For the first time a Vietnamese film, Gai Nhay (Bar Girls) by Le Hoang, has walked over Hollywood blockbusters to rank top of the box office in Ho Chi Minh City after just one week of screening. It also marks the first time "hot scenes" have made it past censors in the conservative country.

The film has been a phenomenon in local cinema network, which has long been dominated by foreign-made films. Bar Girls raked in VND1.5 billion ($ 98,039) in its first ten days of screening, the highest figure ever in Vietnam over the last ten years and a dream for any local film producer. The story revolves around the life of two young girls working in bars and discotheques with the danger of HIV/AIDS always lurking in the background. Hanh, played by Minh Thu, grows up on the streets as her mother left her to marry a man in Cambodia and find a better life. In contrast Hoa (My Duyen), still a juvenile, comes from a well-off family, indulging herself with careless abandon.
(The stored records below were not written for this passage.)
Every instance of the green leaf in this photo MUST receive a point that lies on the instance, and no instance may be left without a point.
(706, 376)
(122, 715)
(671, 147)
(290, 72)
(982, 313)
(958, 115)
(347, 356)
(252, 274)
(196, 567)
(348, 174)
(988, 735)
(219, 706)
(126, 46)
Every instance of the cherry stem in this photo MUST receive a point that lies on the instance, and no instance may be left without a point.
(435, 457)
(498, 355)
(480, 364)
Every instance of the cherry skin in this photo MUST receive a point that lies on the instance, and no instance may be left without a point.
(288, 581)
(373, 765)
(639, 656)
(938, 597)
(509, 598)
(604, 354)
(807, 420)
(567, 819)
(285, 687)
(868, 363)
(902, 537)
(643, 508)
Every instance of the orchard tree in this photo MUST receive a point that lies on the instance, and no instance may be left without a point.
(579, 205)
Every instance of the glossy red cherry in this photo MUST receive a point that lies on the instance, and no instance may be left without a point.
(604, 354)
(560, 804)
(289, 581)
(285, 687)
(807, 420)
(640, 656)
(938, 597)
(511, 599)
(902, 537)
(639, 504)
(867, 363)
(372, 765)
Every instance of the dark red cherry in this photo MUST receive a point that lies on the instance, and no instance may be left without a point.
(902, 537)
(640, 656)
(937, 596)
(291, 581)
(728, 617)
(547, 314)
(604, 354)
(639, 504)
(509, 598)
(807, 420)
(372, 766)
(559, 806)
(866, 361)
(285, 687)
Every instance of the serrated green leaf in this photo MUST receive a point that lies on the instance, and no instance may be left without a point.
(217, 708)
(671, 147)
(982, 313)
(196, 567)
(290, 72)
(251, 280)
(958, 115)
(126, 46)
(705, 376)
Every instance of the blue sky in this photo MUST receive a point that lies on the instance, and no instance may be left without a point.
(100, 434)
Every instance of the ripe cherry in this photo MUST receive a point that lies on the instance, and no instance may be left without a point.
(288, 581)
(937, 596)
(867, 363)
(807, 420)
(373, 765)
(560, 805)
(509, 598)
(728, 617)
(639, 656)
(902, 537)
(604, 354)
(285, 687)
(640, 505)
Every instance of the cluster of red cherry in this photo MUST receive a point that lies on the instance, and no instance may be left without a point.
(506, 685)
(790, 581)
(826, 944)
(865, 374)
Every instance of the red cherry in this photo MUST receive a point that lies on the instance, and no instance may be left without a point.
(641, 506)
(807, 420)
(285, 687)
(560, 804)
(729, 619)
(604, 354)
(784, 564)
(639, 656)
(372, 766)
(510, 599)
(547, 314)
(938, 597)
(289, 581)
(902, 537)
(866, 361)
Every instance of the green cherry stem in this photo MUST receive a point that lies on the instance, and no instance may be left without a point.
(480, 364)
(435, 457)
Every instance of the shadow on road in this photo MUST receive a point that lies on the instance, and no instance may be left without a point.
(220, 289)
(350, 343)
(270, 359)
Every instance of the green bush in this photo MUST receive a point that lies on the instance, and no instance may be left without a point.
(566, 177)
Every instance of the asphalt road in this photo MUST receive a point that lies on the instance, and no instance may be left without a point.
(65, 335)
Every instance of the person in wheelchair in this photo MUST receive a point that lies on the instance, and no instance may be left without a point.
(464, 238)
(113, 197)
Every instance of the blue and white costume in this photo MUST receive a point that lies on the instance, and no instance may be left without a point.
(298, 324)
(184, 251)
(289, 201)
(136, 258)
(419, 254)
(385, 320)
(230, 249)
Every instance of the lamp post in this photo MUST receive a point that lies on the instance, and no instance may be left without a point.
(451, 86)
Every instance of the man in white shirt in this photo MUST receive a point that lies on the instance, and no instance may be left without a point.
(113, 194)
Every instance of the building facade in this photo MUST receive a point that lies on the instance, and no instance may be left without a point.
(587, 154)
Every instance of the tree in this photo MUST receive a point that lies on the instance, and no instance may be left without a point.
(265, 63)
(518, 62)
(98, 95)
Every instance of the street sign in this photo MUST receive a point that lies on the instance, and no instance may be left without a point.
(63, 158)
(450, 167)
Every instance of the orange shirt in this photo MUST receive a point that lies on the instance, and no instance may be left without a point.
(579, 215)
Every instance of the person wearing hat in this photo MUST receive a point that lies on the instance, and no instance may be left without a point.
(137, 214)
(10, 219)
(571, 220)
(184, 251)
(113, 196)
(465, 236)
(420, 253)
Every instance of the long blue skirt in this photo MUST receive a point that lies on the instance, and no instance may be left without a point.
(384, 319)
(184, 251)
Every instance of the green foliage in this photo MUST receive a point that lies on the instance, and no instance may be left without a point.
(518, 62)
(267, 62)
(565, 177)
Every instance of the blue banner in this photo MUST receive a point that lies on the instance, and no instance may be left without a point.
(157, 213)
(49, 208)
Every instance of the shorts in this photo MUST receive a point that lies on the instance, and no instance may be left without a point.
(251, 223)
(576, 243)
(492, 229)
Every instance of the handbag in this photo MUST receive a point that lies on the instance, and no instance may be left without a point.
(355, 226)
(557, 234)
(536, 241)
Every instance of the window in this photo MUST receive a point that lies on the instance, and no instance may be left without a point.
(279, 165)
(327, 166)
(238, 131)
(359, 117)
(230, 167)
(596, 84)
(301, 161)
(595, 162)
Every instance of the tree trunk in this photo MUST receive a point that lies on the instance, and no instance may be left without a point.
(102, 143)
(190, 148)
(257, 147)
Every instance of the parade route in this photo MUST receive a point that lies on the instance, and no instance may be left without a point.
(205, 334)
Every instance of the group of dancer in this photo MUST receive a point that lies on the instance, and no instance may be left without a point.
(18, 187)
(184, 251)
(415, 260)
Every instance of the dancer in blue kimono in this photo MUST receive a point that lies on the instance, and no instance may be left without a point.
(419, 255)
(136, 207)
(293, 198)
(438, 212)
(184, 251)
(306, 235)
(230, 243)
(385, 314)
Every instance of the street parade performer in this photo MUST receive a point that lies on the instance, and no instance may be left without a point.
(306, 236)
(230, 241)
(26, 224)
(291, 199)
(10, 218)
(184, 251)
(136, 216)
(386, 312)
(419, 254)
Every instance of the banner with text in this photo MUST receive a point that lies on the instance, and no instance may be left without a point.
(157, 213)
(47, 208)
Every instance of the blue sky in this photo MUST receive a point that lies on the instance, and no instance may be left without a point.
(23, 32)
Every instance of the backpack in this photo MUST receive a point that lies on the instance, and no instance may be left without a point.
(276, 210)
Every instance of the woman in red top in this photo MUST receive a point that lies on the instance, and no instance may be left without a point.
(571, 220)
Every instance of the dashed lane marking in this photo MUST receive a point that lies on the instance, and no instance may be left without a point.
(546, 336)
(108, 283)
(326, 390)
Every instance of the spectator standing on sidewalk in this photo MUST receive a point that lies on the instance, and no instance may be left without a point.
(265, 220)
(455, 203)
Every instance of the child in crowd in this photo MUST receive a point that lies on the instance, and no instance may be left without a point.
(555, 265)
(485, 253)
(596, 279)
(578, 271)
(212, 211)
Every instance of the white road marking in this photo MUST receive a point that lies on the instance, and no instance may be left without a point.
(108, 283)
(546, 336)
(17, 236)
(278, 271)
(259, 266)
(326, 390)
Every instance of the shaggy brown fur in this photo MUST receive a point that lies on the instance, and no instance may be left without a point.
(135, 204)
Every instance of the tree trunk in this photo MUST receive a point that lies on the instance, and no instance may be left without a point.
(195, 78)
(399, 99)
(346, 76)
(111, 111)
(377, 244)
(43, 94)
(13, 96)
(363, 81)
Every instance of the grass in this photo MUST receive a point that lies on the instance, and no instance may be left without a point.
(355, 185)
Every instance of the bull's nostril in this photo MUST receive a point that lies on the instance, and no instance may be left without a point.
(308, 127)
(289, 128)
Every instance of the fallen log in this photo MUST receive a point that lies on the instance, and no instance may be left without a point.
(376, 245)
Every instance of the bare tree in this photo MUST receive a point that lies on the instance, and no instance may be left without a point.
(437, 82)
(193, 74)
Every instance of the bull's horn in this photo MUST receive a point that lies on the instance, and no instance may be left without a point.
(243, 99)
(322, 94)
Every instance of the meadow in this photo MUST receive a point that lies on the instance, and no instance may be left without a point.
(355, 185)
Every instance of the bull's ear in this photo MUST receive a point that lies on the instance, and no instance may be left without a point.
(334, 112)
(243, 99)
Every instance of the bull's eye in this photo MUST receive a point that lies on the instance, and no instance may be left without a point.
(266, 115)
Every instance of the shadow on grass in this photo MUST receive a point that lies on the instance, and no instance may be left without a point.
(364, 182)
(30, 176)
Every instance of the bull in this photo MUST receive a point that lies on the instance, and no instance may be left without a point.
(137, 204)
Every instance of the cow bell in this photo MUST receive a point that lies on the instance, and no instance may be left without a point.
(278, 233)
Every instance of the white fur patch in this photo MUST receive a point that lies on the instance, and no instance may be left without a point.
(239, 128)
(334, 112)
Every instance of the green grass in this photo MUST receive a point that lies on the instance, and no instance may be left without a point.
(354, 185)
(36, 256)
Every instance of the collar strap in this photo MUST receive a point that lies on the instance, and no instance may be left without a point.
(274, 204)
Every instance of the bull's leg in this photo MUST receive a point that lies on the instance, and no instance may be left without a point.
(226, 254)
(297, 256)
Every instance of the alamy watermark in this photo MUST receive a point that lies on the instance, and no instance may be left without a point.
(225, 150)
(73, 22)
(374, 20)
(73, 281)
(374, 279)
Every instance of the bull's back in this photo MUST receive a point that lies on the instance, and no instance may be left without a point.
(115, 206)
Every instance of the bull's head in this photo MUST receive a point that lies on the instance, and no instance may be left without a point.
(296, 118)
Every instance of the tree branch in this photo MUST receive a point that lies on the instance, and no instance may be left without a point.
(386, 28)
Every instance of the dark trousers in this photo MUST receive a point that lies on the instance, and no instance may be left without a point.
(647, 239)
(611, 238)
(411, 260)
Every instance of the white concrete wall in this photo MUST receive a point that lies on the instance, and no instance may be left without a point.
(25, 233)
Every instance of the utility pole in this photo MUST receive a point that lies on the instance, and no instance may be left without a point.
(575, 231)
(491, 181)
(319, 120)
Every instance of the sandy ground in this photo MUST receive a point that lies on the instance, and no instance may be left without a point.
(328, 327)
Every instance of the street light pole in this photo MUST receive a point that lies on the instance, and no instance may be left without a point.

The film exposes the dark corners of a job scorned by Vietnamese society. Behind colored lights and expensive perfume and outfits are girls vomiting in toilets after drinking alcohol or taking drugs, and being scolded or even beaten for not going with clients. The film takes viewers deeply into the reality of life as a bar girl minus the cosmetics and sexy outfits.

"I'm 23. I don't want to die," cries Hanh, during her battle with AIDS. Hoa's fate is equally unpleasant. The film is a wake-up call about the degradation of some youth and the subsequent responsibility of each person, family and society. "No one can quite believe that the "House Full" sign is going up in many cinemas," commented the Dai Doan Ket (Great Unity) newspaper. In Thang Long cinema, 4,600 tickets for the film were sold out in the first days of screening. "The film has attracted audiences of 1,000 each day, a record that even the Hollywood blockbuster The Mummy Returns can't match," said the director of the Toan Thang cinema.

The film has attracted viewers more than the seductive Jennifer Lopez can Maid in Manhattan, which is also drawing in a large number of cinemagoers, remarked the Van Hoa (Culture) newspaper. Except for average sound quality and a number of unresolved climaxes, the film is meticulously made with unusual shooting techniques. Perhaps this explains for the large audiences, of whom bar girls account for a significant number.

This is also the first time the film producer, Giai Phong (Liberation) Films, has dished out a large sum for advertising a film, around VND60 million ($ 3,898). Observers say Bar Girls is a "breakthrough" for the country's flagging movie industry, escaping from the prolonged "silent attitude" of audiences to locally-made films, as no other film has attracted such a flood of viewers, thought critics claim Luoi Troi (Heaven's Net), the first anti-corruption motion picture made in Vietnam, may prompt similar enthusiasm.

Material from Saigon Giai Phong - February 19, 2003.